How high can the Dow Jones go? 26,000? Or 30,000 as President Donald Trump has suggested? Why not even further?
In the current heady climate it’s easy to get carried away, especially given that President Trump’s tax reforms are still to take effect.
So what is driving Wall Street’s extended bull run? Behind its “Goldilocks effect” is a rarely seen combination of strong economic growth, strong job creation and weak inflation.
No wonder global market sentiment is bullish. The US economy is booming. The good times are here, so let ‘em roll.
So much has market sentiment taken over that even in the face of disappointing Non-farm Payrolls data for December – which revealed the US economy created no more jobs in 2017 than in 2016 – shares on Wall Street still pushed higher.
Yet there are some who are, to say the least, more cautious.
"We're really terrified," Paul Gambles, managing partner at MBMG Group, told CNBC on Friday.
Mr Gambles went on to say the Dow Jones was last at an equivalent level to that of today just before the 1929 Wall Street Crash. He wasn't suggesting this was going to happen now, but the concern remains.
In the five years leading up to the Wall Street Crash, the Dow Jones Industrial Average quadrupled. Elongate the timeline slightly to almost nine years and it has more than done so again – 6,626 in March 2009 to 25,075 last Thursday.
The Dow is also not immune to big swings. Following the financial crisis of 2007, it more than halved in value – dropping from 14,093 in October 2007 to 6,626 in March 2009.
Fast forward to the present day, when the Dow jumped from 24,000 to 25,000 in just 35 days, and maybe Paul Gambles has a point.

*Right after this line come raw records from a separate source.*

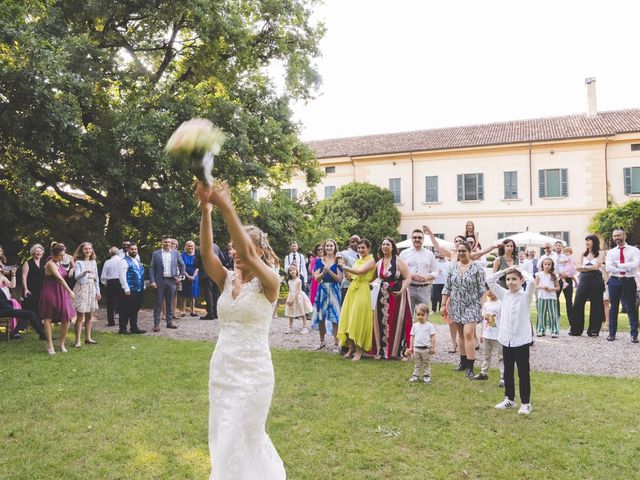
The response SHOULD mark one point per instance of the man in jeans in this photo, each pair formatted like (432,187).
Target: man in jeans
(622,264)
(423,268)
(166,266)
(131,279)
(7,310)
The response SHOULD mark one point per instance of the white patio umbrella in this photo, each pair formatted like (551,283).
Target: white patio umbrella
(427,243)
(532,239)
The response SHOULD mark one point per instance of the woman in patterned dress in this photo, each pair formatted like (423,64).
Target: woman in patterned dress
(86,290)
(318,253)
(56,298)
(356,317)
(326,308)
(190,285)
(393,319)
(463,290)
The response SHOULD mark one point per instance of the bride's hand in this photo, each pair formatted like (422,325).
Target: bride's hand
(220,195)
(203,192)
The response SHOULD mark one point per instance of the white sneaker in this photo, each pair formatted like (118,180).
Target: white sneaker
(505,404)
(525,409)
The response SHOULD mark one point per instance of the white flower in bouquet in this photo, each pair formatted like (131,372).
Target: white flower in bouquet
(196,142)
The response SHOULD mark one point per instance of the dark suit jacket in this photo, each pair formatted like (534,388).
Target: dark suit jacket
(156,269)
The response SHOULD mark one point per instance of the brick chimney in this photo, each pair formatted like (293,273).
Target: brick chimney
(592,110)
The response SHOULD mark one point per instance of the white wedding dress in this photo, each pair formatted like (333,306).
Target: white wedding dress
(240,388)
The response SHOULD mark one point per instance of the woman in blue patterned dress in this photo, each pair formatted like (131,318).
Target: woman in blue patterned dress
(326,307)
(464,286)
(190,285)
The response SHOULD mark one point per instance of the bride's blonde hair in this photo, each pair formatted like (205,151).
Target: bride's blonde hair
(260,239)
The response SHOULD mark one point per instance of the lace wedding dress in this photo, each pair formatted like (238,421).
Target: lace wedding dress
(240,388)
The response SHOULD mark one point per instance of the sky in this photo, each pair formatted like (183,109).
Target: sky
(403,65)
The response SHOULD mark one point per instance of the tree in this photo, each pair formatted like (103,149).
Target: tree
(362,209)
(625,216)
(91,90)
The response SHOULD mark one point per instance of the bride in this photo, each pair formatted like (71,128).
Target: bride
(241,373)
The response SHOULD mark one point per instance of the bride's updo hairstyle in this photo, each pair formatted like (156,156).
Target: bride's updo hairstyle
(260,239)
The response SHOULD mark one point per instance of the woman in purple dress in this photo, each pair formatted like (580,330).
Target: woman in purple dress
(56,298)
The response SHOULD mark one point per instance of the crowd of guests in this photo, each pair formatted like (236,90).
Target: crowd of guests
(65,289)
(378,304)
(370,302)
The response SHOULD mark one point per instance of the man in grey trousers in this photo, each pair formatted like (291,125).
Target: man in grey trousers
(166,266)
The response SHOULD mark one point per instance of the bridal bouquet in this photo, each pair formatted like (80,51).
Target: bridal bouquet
(195,143)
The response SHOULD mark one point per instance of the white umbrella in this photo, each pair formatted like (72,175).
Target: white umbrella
(427,243)
(532,239)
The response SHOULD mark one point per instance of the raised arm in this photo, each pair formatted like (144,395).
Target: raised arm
(364,268)
(492,281)
(443,251)
(243,245)
(484,251)
(25,273)
(406,275)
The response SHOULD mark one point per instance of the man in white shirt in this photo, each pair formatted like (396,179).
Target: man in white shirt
(296,258)
(438,283)
(622,264)
(131,276)
(110,278)
(166,266)
(423,268)
(350,255)
(548,253)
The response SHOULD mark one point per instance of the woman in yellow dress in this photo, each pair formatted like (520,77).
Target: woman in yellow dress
(355,328)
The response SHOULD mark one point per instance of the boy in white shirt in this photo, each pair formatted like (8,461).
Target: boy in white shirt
(490,323)
(423,344)
(515,334)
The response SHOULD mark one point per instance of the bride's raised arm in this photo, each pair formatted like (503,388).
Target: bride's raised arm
(244,246)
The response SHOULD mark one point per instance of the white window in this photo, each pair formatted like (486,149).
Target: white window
(394,186)
(292,193)
(470,186)
(510,185)
(553,183)
(431,189)
(329,190)
(632,181)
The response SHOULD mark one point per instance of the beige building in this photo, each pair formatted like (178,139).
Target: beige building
(548,175)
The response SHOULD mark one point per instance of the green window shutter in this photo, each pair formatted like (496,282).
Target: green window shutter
(563,182)
(627,181)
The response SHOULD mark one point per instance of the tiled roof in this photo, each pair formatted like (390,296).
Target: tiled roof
(518,131)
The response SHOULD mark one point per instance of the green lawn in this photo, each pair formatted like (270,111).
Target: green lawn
(136,408)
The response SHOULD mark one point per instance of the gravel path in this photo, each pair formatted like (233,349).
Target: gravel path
(566,354)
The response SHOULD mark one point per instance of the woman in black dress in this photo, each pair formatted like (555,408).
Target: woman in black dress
(32,278)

The US market rally has now run for more than eight years. President Trump’s tax reforms will surely mean it will go on for sometime still. But how long before people start to really question whether equities are over-priced? And what happens then? A gradual correction or a short, sharp shock?
Meanwhile in London the FTSE 100 is breaking records of its own. But Britain is, as we have been warned by the International Monetary Fund (IMF) as recently as November, in no position to withstand another financial shock at the present time.
And while the FTSE 100 may no longer a reliable indicator of the health of the UK economy, a sharp correction would be far from welcome.
Given the FTSE 100 seems to be rising in tandem with the Dow Jones, and given the parlous state of the UK economy, maybe more people should, like Mr Gambles, be terrified.